Le marché des Eurobonds s’est largement tari. La pénurie de dollars étouffe les économies africaines.
Les flux des devises étrangères vers le continent se sont réduits du fait de la hausse des taux d’intérêt décidée dans les pays du Nord pour juguler l’inflation, rapporte Moody’s.
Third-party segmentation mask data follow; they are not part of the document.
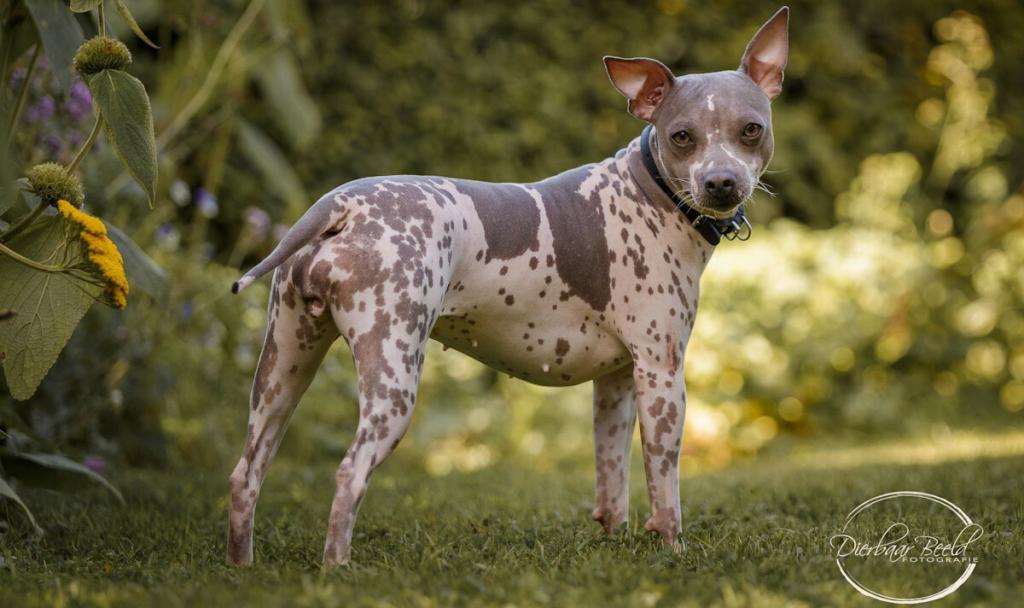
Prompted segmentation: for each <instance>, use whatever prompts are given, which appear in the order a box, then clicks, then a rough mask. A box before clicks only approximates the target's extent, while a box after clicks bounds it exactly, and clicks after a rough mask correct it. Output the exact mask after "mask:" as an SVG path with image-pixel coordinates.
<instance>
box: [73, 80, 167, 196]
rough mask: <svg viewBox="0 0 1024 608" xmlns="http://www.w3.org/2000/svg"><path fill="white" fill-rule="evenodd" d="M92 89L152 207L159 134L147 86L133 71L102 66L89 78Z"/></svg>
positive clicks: (102, 117)
mask: <svg viewBox="0 0 1024 608" xmlns="http://www.w3.org/2000/svg"><path fill="white" fill-rule="evenodd" d="M89 90H91V91H92V98H93V100H94V101H95V102H96V106H97V107H98V108H99V114H100V116H101V117H102V118H103V121H104V122H105V124H106V135H108V137H109V138H110V140H111V143H112V144H113V145H114V151H115V153H117V155H118V157H119V158H120V159H121V162H122V163H124V164H125V167H127V168H128V173H130V174H131V176H132V177H133V178H135V181H137V182H138V185H140V186H142V190H144V191H145V196H146V198H147V199H148V201H150V206H151V207H152V206H153V204H154V202H155V201H156V198H157V138H156V136H155V135H154V132H153V112H152V111H151V108H150V97H148V96H147V95H146V94H145V87H144V86H142V83H141V82H139V81H138V79H137V78H135V77H134V76H131V75H130V74H127V73H125V72H122V71H120V70H103V71H102V72H100V73H99V74H96V75H94V76H93V77H92V78H90V79H89Z"/></svg>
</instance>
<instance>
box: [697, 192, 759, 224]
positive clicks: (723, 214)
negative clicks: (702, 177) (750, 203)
mask: <svg viewBox="0 0 1024 608" xmlns="http://www.w3.org/2000/svg"><path fill="white" fill-rule="evenodd" d="M687 194H689V200H690V201H692V202H693V207H694V208H695V209H696V210H697V211H699V212H700V213H702V214H703V215H707V216H709V217H713V218H715V219H730V218H731V217H732V216H734V215H736V210H737V209H738V208H739V206H740V205H742V204H743V203H744V202H746V200H748V199H750V193H749V192H745V191H744V192H739V193H737V194H734V196H732V197H728V198H721V197H712V196H709V194H707V193H703V192H697V193H696V194H695V196H694V194H691V193H690V192H687Z"/></svg>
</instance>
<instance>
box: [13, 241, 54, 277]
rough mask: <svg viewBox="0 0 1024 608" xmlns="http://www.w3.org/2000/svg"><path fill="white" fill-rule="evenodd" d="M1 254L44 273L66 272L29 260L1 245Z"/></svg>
mask: <svg viewBox="0 0 1024 608" xmlns="http://www.w3.org/2000/svg"><path fill="white" fill-rule="evenodd" d="M0 253H2V254H4V255H5V256H7V257H9V258H10V259H12V260H14V261H15V262H19V263H22V264H25V265H26V266H28V267H30V268H34V269H36V270H40V271H42V272H63V271H65V270H66V269H65V268H61V267H60V266H50V265H47V264H40V263H39V262H37V261H35V260H30V259H29V258H27V257H25V256H23V255H22V254H19V253H17V252H16V251H14V250H12V249H10V248H9V247H7V246H6V245H3V244H0Z"/></svg>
Dans un rapport publié le 3 août, l’agence de notation estime que du fait de cette hausse et de la guerre en Ukraine, l’appétit des investisseurs pour l’Afrique s’est réduit. “Les investisseurs évitent les actifs plus risqués et recherchent des rendements attractifs sur des marchés plus matures”, analyse Moody’s.
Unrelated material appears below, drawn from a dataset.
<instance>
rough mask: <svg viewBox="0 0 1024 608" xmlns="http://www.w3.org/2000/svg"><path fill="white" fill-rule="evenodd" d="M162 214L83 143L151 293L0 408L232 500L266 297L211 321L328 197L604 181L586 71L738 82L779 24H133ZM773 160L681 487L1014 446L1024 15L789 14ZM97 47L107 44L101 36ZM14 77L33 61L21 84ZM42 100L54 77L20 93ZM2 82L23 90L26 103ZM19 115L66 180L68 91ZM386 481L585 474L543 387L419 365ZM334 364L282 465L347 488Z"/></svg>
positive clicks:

Cette aversion est accentuée par l’affaiblissement des monnaies locales et les effets persistants de la pandémie Covid-19. À titre d’exemple, le Kwanza angolais s’était appréciée de 11% en 2022 portée par la reprise des cours de pétrole mais s’est depuis effondré, cédant 35% en 2023. Le Shilling kenyan s’est déprécié de 20% en 2023 et le Naira nigérian de 35%.
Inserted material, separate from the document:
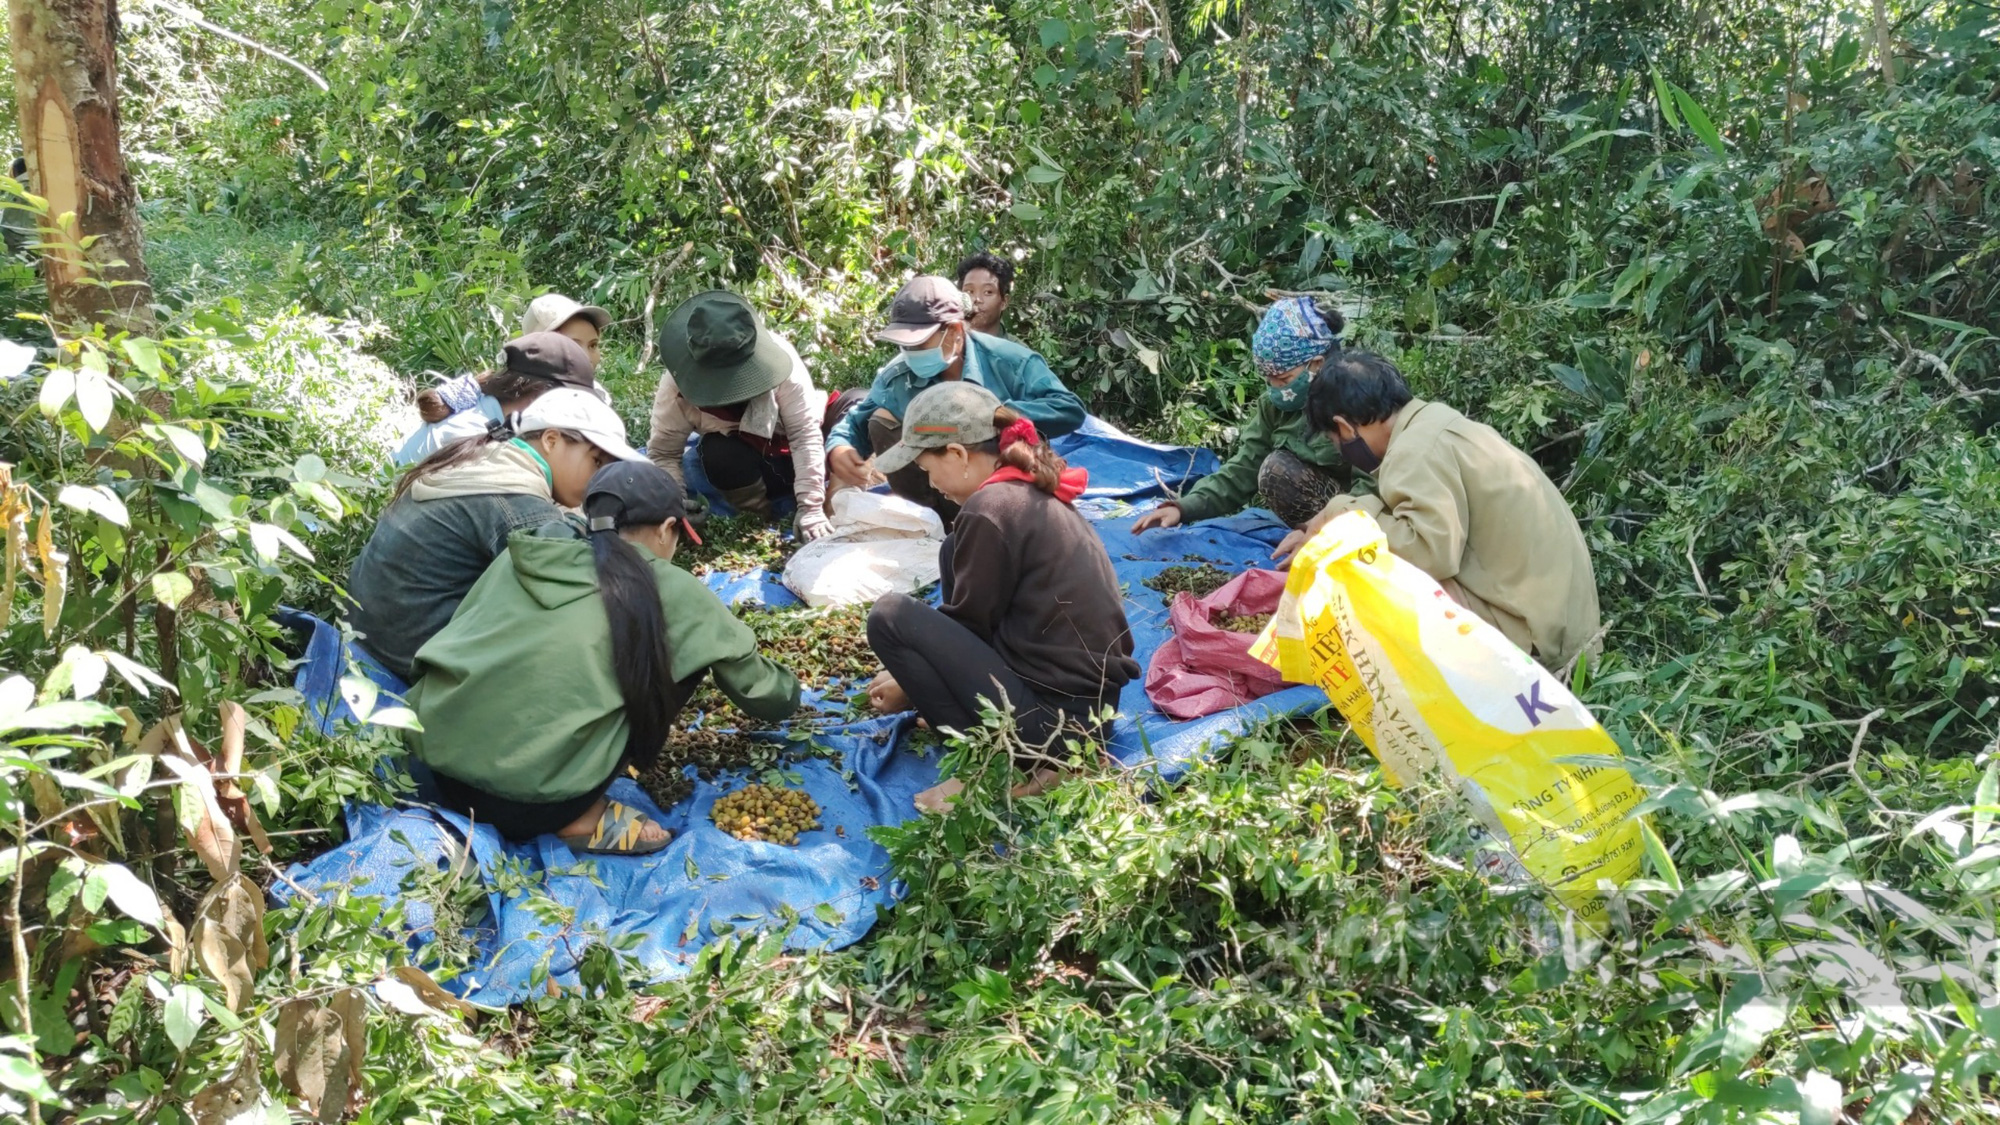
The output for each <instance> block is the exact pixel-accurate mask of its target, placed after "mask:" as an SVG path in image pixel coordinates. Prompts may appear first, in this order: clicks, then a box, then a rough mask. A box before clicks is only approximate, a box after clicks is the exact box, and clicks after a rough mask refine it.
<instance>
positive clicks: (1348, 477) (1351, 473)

Le marché des Eurobonds s’est largement tari. Sur les 18 derniers mois, très peu de souverains africains ont pu accéder à ce marché. Ceux qui l’ont fait sont le Maroc (Ba1 stable), l’Angola, l’Egypte et le Nigeria.
De nombreuses économies africaines ne peuvent plus accéder à ce marché de la dette. Cette exclusion devrait se poursuivre.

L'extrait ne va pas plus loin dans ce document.